By Chris Mfula
LUSAKA (Reuters) -Newly elected President Hakainde Hichilema on Friday named an experienced international economist to a second stint as Zambia’s finance minister, tasking him with pulling the country out of twin debt and fiscal crises.
The appointment of Situmbeko Musokotwane, who held the same post from 2008 to 2011, was announced three days after Hichilema pledged at his swearing-in ceremony to bring public spending and the budget deficit under control.
As well as tightening fiscal policy, Musokotwane – a former deputy central bank governor who has also held positions with the International Monetary Fund and World Bank – will face fraught negotiations with multiple creditors on the country’s $12 billion external debt.
His appointment was announced by Hichilema’s United Party for National Development in a Twitter post.
Zambia, Africa’s second-biggest copper producer, became Africa’s first pandemic-era sovereign default in November after failing to keep up with international debt servicing payments.
Of its foreign debt, some $3 billion is in Eurobonds, $3.5 billion is bilateral debt, $2.1 billion is owed to multilateral lending agencies, such as the IMF, and $2.9 billion to commercial banks.
Complicating things further, about a quarter of the total is held by either China or Chinese entities via deals that have strict secrecy clauses.

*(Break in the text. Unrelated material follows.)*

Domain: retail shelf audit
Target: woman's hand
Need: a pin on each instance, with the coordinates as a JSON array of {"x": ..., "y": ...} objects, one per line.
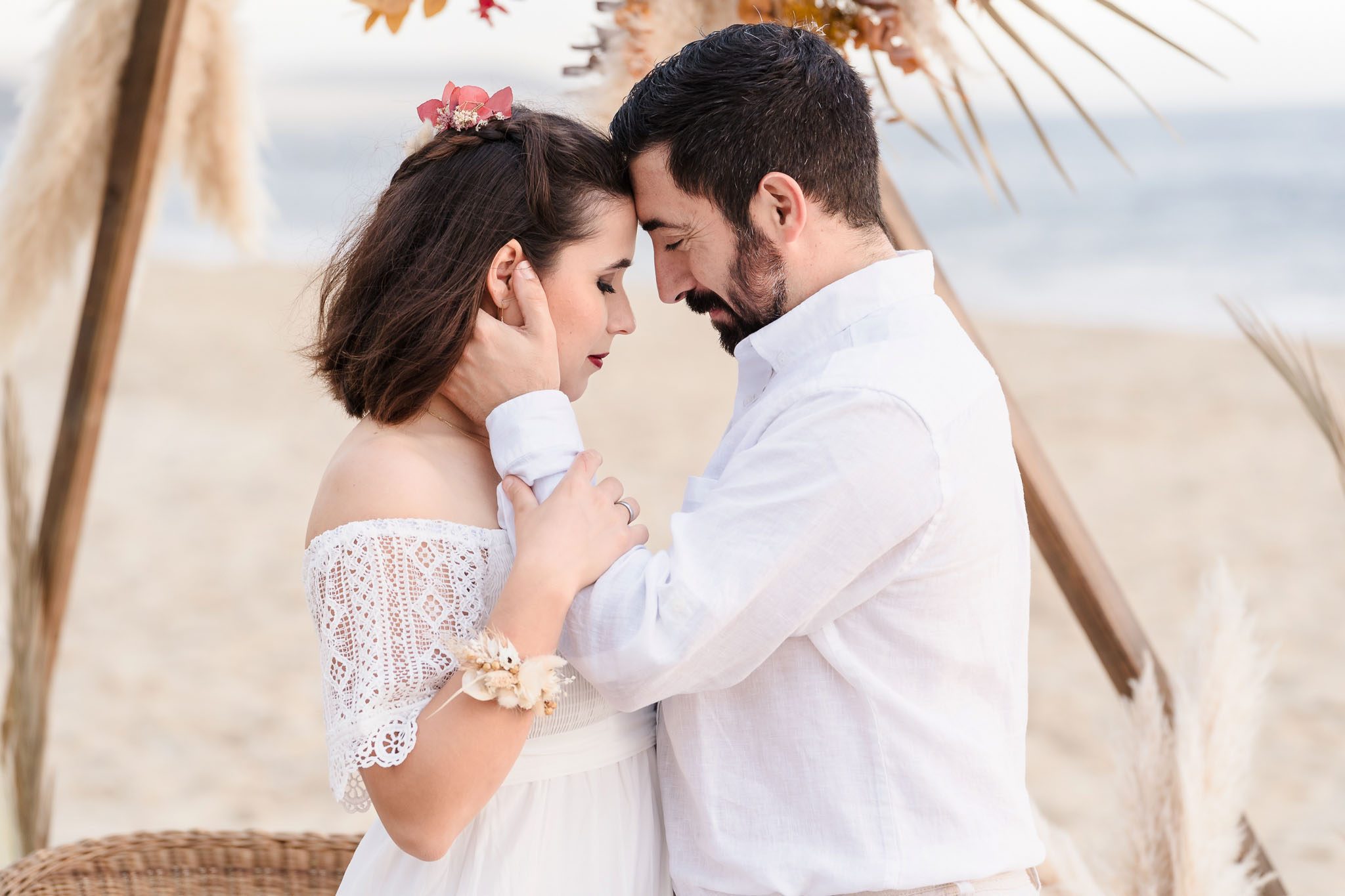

That has rendered talks for IMF debt relief particularly tough.
Zambia’s government borrowed too much during boom times last decade, and was then hit by a fall in commodity prices, triggering a recession exacerbated by the impact of the COVID-19 pandemic.
Hichilema scored an unexpected landslide victory over incumbent Edgar Lungu in the Aug. 12 election, his sixth run for the presidency and Zambia’s third peaceful change of power to an opposition party since independence from Britain in 1964.
The country’s dollar-denominated sovereign bonds have since rallied, reflecting market optimism in a solution to its debt woes.
The bonds did not immediately react to the new appointment, but they have added around 11 cents across the curve since Hichilema’s win, with the spread of the debt over safe haven U.S. Treasuries narrowing to 1,961 points this week, the lowest since March 2020.